Polish two seat lightplane

The Medwecki HL 2 was a Polish two seat lightplane flown in 1927. Handicapped by a low power, unreliable engine, its flying life lasted little more than a month.

==Design and development==
Light aircraft design was slow to start in Poland but from 1924 the Airborne and Antigas Defence League, generally known by their Polish acronym L.O.P.P., began to fund amateur builders. One of the first successful bidders was Jozef Medwecki, an aircraft designer with the Samolot company. The result was the HL 2 two-seater which Medwecki built, with Samolot's approval, in their factory in his spare time. It was finished in August 1927.

The HL 2 had a parasol wing with a quite thick section and a plan that was strictly rectangular apart from a central trailing edge cut-out to improve the pilot's field of view. The wing was in two parts, built around pairs of wooden spars and ply-covered. It was supported over the fuselage on cabane struts, one leaning back from the upper central fuselage to the forward strut and the other a vertical inverted V-strut to the rear spar; the principal bracing members were parallel steel tubes from the lower fuselage longerons to the spars.

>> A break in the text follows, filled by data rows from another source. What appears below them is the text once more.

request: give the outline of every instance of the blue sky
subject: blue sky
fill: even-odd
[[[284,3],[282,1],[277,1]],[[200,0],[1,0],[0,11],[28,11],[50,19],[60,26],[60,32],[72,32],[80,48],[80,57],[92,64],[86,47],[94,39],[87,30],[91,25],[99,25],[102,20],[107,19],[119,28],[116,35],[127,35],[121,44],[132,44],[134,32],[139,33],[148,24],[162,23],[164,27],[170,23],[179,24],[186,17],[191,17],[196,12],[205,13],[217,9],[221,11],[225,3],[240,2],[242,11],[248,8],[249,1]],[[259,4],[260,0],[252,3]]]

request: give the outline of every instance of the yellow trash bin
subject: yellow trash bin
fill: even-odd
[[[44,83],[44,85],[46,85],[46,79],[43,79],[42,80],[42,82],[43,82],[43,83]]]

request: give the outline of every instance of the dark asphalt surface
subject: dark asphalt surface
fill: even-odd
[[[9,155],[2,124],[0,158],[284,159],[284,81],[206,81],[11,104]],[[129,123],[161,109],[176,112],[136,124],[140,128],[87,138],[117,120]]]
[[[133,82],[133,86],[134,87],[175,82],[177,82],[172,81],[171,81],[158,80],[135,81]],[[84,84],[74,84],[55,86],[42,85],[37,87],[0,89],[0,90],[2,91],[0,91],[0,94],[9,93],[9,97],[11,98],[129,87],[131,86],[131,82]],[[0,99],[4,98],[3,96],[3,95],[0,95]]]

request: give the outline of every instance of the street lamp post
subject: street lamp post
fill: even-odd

Medwecki's greatest problem was to obtain a suitable engine and in the end had to settle for an elderly, three-cylinder 35 hp Anzani lent to him by Samolot, which left the HL 2 seriously underpowered. It was installed in a simple, flat-sided metal cowling with its cylinder heads exposed for cooling. The cowling widened rearwards to match the dimensions of the HL 2's simple, rectangular section fuselage which was built around four wooden longerons and ply covered. Behind the fuel tanks the open cockpits were in tandem and fitted with dual control. The forward one was under the wing and was entered via a car-type door with a special lock to insure integrity of the upper longeron and the rear one, conventionally entered, was under the trailing edge cut-out.

The HL 2's strut-braced tailplane was mounted on top of the fuselage and, like the elevators, was essentially rectangular in plan. The fin was triangular and carried a rectangular rudder. Its fixed undercarriage had mainwheels on a single axle with rubber cord shock absorbers and supported at each end by a V-strut to the lower fuselage longeron. There was a short tailskid under the fin.

The HL 2 made its first flights in September 1927 from Samolot's home ground of Poznań-Lawica, flown by Wladyslaw Szulczewski. Despite the lack of power it was capable of aerobatics. It was entered as a competitor in the L.O.P.P.-organised First National Lightplane Contest held at the start of October in Warsaw but engine problems on the way there caused it to fail to meet the deadline. Nonetheless, Szulczewski took part as an unofficial contestant and at first its performance was outstanding but during a cross-country flight the engine failed again. The HL 2 was seriously damaged in the consequent emergency landing and never flew again.